Plusieurs élus ont vivement critiqué ce choix : le maire de Metz, François Grosdidier, a réagi en qualifiant le gouvernement de « sourd et aveugle », alors que « les cas de variants explosent chez les 10-20 ans, le feu s’intensifie sur la métropole de Metz ». Son homologue à Thionville, Pierre Cuny, a dénoncé « l’amateurisme » du gouvernement, soulignant que dans sa commune, « nous sommes passés de l’absence totale du variant sud-africain à plus de 50 % ces dernières 48 heures ». Jean-Marc Todeschini, sénateur de la Moselle, juge « irresponsable » cette décision prise « contre l’avis unanime des élus mosellans ». 
À Dunkerque, l’incompréhension règne également face à la décision du gouvernement de ne prendre que des mesures jugées fort minces, alors que le variant anglais atteint 80 % des cas dans certains secteurs de l’agglomération.

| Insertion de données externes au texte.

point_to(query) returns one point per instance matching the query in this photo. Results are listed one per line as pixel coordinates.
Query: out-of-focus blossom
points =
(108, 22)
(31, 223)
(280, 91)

Seules décisions annoncées par le préfet : l’obligation du port du masque est étendue à l'ensemble des communes de la communauté urbaine de Dunkerque et de la communauté de communes des Hauts de Flandre ; et il a été demandé de « décaler » l’arrivée et la sortie des classes dans les écoles maternelles et élémentaires – ce qui était déjà le cas dans beaucoup d’entre elles. Le maire de Dunkerque, Patrick Vergriete, a dénoncé samedi des décisions « qui ne répondent en rien aux demandes que les maires de la communauté urbaine ont unanimement formulées ces derniers jours ». 
Dans le « couple maire-préfet » tant vanté par le gouvernement, il semble décidément que ce ne sont pas les maires qui donnent le ton. 

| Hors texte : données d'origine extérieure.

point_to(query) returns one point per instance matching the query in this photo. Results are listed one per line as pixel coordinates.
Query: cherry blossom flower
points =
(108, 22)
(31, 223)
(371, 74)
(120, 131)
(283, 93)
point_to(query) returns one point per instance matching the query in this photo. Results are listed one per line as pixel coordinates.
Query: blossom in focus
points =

Musées : des maires décident de passer en force

Autre sujet en débat du moment : la réouverture des musées. Vendredi, l’association France urbaine a publié un communiqué pour indiquer que les élus des grandes villes sont « prêts à accompagner une réouverture des équipements culturels », et « se joindre à la demande des professionnels de la Culture d’étudier les conditions d’une réouverture progressive des équipements culturels, au premier rang duquel [sic] les musées, les théâtres et les cinémas. » L’association prône la mise en place d’un « premier volet expérimental en fonction des équipements culturels et des paramètres sanitaires territoriaux ». La présidente de France urbaine et maire de Nantes, Johanna Rolland, s’est portée volontaire jeudi pour que son territoire soit « pilote » d’une telle expérimentation « avec des protocoles sanitaires adaptés ». 
Certains maires n’ont d’ailleurs pas attendu les décisions gouvernementales pour agir. La semaine dernière, le maire de Perpignan, Louis Alliot, a rouvert quatre musées de la ville. Le préfet a aussitôt saisi la justice administrative, dont on attend la décision. 
En fin de semaine, c’est ensuite André Laignel, maire d’Issoudun (et premier vice-président délégué de l’AMF) qui a annoncé la réouverture du musée de la ville, jugeant qu’il s’agit d’un lieu où « le risque de contamination est faible », et avec un jauge d’une personne pour 30 mètres carrés. Sur RMC, le maire d’Issoudun a dit espérer que de « nombreux maires » suivraient son exemple, pour ne pas que la culture continue d’être « bâillonnée ». 
Le préfet de l’Indre a également saisi le tribunal administratif. 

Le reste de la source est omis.